İliklerime kadar yoğun hissediyordum ama uyuyamıyordum. Aybars ve Tolga’nın sürekli kavga etmesine sebep olan o anlaşma neyse, Aybars bilmemi de istemiyordu. Belki de haklıydı. Çok çabuk kabullenmiştim, yaptığım saçmalıktı. Hiç tanımadığım bir adama bu kadar yakın davranmam saçmalıktı. Hayatıma aniden girmişlerdi ve ben etrafımın bu kadar kalabalık olmasına hiç alışık değilim. Gözlerimi daha sıkı yumup uyumaya çalıştım.

 

𓇢𓆸🂱𓃠

 

“Talia, geç kalacaksın.”

Yeni uyumuştum, yoksa saatler çok mu hızlı geçmişti? “Talia, gitmezsen Pelda delirir.” Aybars'ın sesi kulaklarımda yankılanıyordu.“Karga bokunu yemedi daha Aybars.”

“Karga bokunu yemeden evden çıkıp gitmen gerekiyor.” Sızlanarak sarıldığım yastığa daha sıkı sarıldım. “Okumayacağım ben, istemiyorum artık.”

“Okumayıp ne yapacaksın?”

“Sen merak etme, ben ikimizi de bakarım.”

“Bana neden bakıyorsun?”

“Doğru, sende bok gibi para vardır, boş ver, bakmayacağım sana.”

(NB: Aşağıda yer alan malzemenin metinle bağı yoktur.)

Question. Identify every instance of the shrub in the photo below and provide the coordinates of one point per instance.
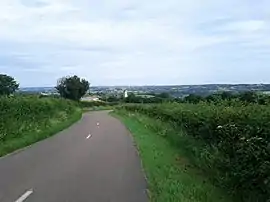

Örtü birden çekilince soğuk bütün vücuduma vurmuştu. “Üşüyorum, geri ört.” Örtüyü geri üzerime örtünce göz kapaklarımı hafifçe araladım. “Talia, hadi kalk, gerçekten geç kalacaksın.” Yataktan doğrulup camlara baktım.

“Aybars, hava daha aymamış bile.” Saat sekizde gidecektim ve şu an hava aymamıştı bile. “Kahvaltı yapıyoruz, sonra çağırmıyoruz diye kafamızı sikiyorsun.” Baş parmağımı dudaklarıma götürüp, “Küfür yok Aybars, küfür yok,” dedim, gözlerimi açmaya çalışıyordum. “Pelda saydırırken bir şey demiyorsun.”
Gözlerimi açıp ona baktım. “Sana argo ile küfürün arasındaki farkı anlatıp zamanımı boşa harcamayacağım.”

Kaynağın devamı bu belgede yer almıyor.